Fixing Proxmox cluster disconnects
I have a cluster of 3 hosts running Proxmox as a virtualization platform. They provide a total of 28 vCPUs, 72GB of memory, and ~10TB usable storage. I went with Proxmox because I have a mix of CPU types in these boxes (1x Intel C2750, 1x Xeon E5649, 1x FX-8350), and KVM supports migration between Intel and AMD procs. Pretty much ever since setting this cluster up, I noticed that the hosts would disconnect from each other according to the web interface, but the hosts and any VMs on them would remain accessible otherwise. It looked a little something like this:
This was unfortunate, to say the least. It meant HA was useless, since the cluster would lose quorum sometimes several times an hour, try to migrate all the VMs elsewhere, freak out, and reboot. It was fine for manual migrations still, but it was just driving me up the wall.
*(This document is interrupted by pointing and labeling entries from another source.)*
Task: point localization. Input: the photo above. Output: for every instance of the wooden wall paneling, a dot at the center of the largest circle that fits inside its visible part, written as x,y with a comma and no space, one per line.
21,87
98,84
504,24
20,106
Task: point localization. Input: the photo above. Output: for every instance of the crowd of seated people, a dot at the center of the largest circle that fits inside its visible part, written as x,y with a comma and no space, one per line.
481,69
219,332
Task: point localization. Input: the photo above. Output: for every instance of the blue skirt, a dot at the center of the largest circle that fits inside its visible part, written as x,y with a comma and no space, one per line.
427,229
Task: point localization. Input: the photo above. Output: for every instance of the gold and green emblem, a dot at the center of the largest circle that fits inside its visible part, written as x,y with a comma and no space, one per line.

After doing some research, I found out that Proxmox’s Corosync daemon relies heavily on multicast. So, I set up an isolated VLAN on my networking gear and added an OVS IntPort using the Proxmox management GUI on that VLAN. For some reason, it took 2 reboots to activate the new interface, but soon - there it was.
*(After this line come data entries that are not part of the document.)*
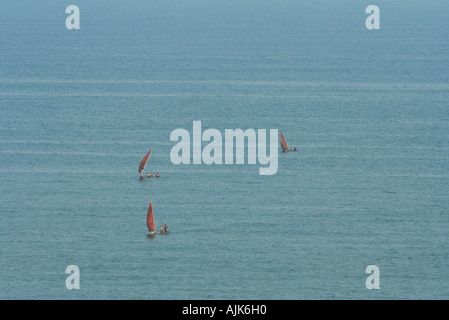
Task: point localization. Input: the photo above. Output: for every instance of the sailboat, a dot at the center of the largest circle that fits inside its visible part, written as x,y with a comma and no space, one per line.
144,162
284,145
150,222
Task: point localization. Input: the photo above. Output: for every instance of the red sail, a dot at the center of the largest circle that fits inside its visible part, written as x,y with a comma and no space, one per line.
144,161
284,144
150,219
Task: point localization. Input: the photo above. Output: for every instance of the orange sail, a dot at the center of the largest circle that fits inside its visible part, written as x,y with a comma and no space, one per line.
150,218
144,161
284,144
Then, I followed this excellent guide on the Proxmox wiki to migrate the cluster management network over to my new VLAN.
The last step to get everything working properly was to (counter-intuitively) disable IGMP snooping on my Unifi Switch. Since these three nodes are in their own isolated VLAN, it should be fine.
With both of those things in place, I brought things up, enabled HA, and everything works swimmingly!